Letter 63

DAY 63

Phillis Isabella Sheppard

E. Rhodes and Leona B. Carpenter Associate Professor of Religion, Psychology, and Culture
Vanderbilt University Divinity School and Graduate Department of Religion
March 23, 2021

Dear President Biden, Vice President Harris, and Members of the 117th Congress,

On January 6, 2021 our nation witnessed the violent attempt to not only overturn the presidential election but to rewrite history. The insurrectionists claimed the election had been stolen; so, as perceived victims, they believed they had a right to turn Capitol Hill into the battleground for their vision of this country.

Proverbs 29:18 warns: “Without a vision, the people perish” (King James Version). Another translation reads: “Without a vision the people lose restraint” (U.S. Conference of Catholic Bishops). A third version declares: “Where there is no prophecy, the people cast off restraint” (New Revised Standard Version). All three translations are apropos to our current moment.

This biblical verse and the events of January 6 warn us of what can happen when leadership lacks a vision—not just any vision, but a prophetic vision.

“Today we need prophetic leadership that can…articulate a vision of a more inclusive and just United States.”

Today we need prophetic leadership that can repent for past wrongs and articulate a vision of a more inclusive and just United States. We need leaders who open their eyes to the injustices across our country. We need leaders who see that families are still trying to find their stolen children at the borders of this country. We need leaders who see that women are still victims of harassment and subjected to violence every nine seconds, especially transgender women of color. We need leaders who see that Black and Brown bodies are used for target practice by those who carry badges and guns and that Black and Brown people are living in a medical apartheid. We need leaders who see that our most “essential workers” earn less than a living wage and many others cannot even find a job.

The work ahead of you will be arduous. The change in administrations has not silenced or impeded the organizing of those who let loose restraint and nearly overturned our democratic processes on January 6.  You must eradicate the mechanisms of injustice that are, quite frankly, in the DNA of this country and that permeate government, education, and religious deliberations and processes.

We are a country at war with itself.
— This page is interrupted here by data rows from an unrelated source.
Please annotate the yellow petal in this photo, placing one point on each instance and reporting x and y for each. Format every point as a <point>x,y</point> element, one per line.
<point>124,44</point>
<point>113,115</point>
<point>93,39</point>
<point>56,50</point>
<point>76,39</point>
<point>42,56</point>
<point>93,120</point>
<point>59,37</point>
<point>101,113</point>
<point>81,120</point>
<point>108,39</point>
We need your prophetic leadership and vision of justice, inclusivity, truth, and hope for the future of the United States.

Sincerely,

Phillis Isabella Sheppard

Phillis Isabella Sheppard, Ph.D.
E. Rhodes and Leona B. Carpenter Chair
Associate Professor of Religion, Psychology, and Culture
Vanderbilt University Divinity School

the author

Phillis Isabella Sheppard, E. Rhodes and Leona B. Carpenter Associate Professor of Religion, Psychology, and Culture at Vanderbilt University Divinity School and Graduate Department of Religion, is a womanist practical theologian, ethnographer, and psychoanalyst. She is the author of Self, Culture and Others in Womanist Practical Theology (Palgrave Macmillan, 2011) and Tilling Sacred Ground: Interiority, Black Women, and Public Religion (forthcoming, Rowman and Littlefield/ Lexington Books, 2021). Dr. Sheppard examines Black women’s negotiation of race, gender, and sexuality in religious spaces. Her third book, Identity, Culture, and Religion: Womanist Ethnography and Black Women’s Vocation develops a womanist ethnographic methodology and will be published in 2022.